A recent joint initiative between the Federal Trade Commission (FTC) and charity officials in every state demonstrates the extent of inter-governmental agency cooperation with respect to charity regulation. 

The recently announced "Operation Donate with Honor" is an inter-agency enforcement action involving the FTC, NASCO, and law enforcement officials and charity regulators from every state, focused on fraudulent charities that induce donors by falsely promising that their donations will support veterans and active duty servicemembers. As a result of the action, the FTC and various states have entered into settlements with several purported charities and their leadership that, among other requirements, ban the individual defendants from soliciting charitable contributions and prohibit them from participating in charity management and oversight of charitable assets. The FTC and NASCO collaborated on a similar national charity fraud action in 2015.
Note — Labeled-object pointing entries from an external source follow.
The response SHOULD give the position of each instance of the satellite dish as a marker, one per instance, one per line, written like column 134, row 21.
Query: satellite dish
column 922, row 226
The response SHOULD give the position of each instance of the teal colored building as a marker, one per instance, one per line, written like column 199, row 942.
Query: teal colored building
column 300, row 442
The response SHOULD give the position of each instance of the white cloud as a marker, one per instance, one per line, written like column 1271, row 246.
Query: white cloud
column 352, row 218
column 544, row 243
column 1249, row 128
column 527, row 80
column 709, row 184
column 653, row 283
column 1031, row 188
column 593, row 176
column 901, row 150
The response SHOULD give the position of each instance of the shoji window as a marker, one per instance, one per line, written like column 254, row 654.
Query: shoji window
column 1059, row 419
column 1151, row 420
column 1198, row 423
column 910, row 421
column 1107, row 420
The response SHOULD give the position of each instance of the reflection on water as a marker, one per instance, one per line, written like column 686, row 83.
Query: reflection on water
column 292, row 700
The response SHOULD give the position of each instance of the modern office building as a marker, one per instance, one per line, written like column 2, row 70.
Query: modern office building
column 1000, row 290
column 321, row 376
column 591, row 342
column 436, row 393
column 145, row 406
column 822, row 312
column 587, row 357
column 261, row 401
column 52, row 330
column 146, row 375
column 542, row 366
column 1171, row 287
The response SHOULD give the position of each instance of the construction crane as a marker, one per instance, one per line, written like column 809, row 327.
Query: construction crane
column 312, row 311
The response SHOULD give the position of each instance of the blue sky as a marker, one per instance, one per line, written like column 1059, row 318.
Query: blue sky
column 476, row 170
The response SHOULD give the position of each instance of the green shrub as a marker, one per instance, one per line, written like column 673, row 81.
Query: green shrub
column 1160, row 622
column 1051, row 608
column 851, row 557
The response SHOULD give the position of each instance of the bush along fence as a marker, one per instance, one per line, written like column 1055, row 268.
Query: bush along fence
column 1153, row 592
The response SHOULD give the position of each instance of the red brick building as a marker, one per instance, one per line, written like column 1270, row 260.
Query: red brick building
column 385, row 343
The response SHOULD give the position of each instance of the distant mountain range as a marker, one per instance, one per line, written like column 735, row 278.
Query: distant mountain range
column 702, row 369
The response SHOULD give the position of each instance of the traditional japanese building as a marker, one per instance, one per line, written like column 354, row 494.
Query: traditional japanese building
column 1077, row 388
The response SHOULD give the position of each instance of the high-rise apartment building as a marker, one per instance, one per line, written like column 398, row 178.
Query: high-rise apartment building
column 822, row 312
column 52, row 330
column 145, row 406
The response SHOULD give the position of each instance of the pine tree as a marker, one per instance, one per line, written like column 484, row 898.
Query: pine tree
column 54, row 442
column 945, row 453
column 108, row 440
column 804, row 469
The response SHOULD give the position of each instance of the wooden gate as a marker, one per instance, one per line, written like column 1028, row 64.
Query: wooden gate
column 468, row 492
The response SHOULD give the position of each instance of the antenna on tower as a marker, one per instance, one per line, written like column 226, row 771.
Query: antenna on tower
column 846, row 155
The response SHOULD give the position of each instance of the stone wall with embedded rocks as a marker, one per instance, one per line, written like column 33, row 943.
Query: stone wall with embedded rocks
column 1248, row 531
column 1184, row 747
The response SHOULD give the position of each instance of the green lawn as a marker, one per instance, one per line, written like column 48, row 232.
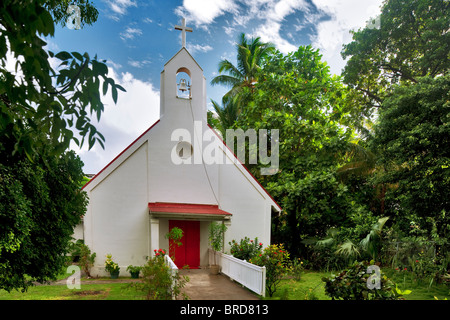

Several lessons to nonprofit health care systems arise from this initiative. First is that state and federal agencies will cooperate to address what they identify as widespread violations of law involving actual or purported charities. Second is that this cooperation extends to activities conducted across state lines (e.g., the activities of a multi-state health care system). Third is that such cooperation at the federal level is not limited to the FTC; Internal Revenue Code Section 6104(c) permits the Internal Revenue Service  to notify state officials when an organization fails to qualify for exemption or its exemption is revoked (see, e.g., the "Bishop Estate" controversy). While the circumstances prompting such inter-agency cooperation are usually egregious in nature, avenues for such cooperation do exist.